The fences are humans performing the function of wolves. But wolves created fear, which created movement. Fences create exclusion. They work at Pando’s scale --- 106 acres can be enclosed, monitored, maintained. They cannot work at ecosystem scale. Pando sits inside 700 square miles of wildlife habitat managed by agencies and communities that do not have Pando’s sustainability as a central concern. The fix is specific, effective, and permanent in the way that all workarounds are permanent: as long as someone maintains them.


Between 2021 and 2022, Lance Oditt --- founder of Friends of Pando --- organized the Pando Photographic Survey. Thirty-nine people. Thirteen hundred human hours. 8,542 positions, one every seven meters, captured with 360-degree cameras. Seven terabytes of data. The most complete visual record of any single organism ever produced.

Every image is above ground.

Pando’s root system --- the structure that makes 47,000 stems one organism --- has never been comprehensively mapped. Rogers estimates the roots would stretch twelve thousand miles if laid end to end. They may reach thirty feet deep. They coordinate energy production, defense, and regeneration across the entire colony. They are the seat of the organism’s identity. We know almost nothing about how they work.

In July 2022, sound artist Jeff Rice dropped a hydrophone into a hole in one of Pando’s trunks. During a thunderstorm, with millions of leaves trembling in wind, he recorded low-frequency vibrations traveling through the root network --- the canopy’s movement, transmitted underground, carried by roots to stems hundreds of meters away. Friends of Pando recognized the potential: a non-destructive method for studying how the organism coordinates itself. How it distributes water, nutrients, defense signals. How something older than agriculture manages its own survival.

The research has not been done. The recordings exist on streaming platforms.


What has been done for Pando is specific and real. Seven years of planning. Three years of public comment. Eight-foot fences across eighty-four acres. Inside the fences, regeneration. The organism survives. This is not an elegy.

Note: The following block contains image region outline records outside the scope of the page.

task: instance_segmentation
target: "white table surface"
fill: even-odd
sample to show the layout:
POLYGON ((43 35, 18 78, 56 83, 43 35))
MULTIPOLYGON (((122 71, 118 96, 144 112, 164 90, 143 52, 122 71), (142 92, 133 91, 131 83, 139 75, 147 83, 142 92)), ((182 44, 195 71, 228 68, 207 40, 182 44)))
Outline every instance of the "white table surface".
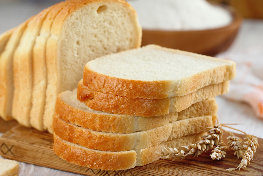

What has not been done: mapped the root system that constitutes the actual organism. Restored the predators whose absence created the problem the fences contain. Built a fix that does not require perpetual human maintenance of something that maintained itself for millennia.

We committed seven terabytes to documenting the stems. The organism --- the root network, the underground architecture that has coordinated Pando’s survival for longer than any city has stood --- remains below the surface, unmapped, sending vibrations we have only just begun to hear.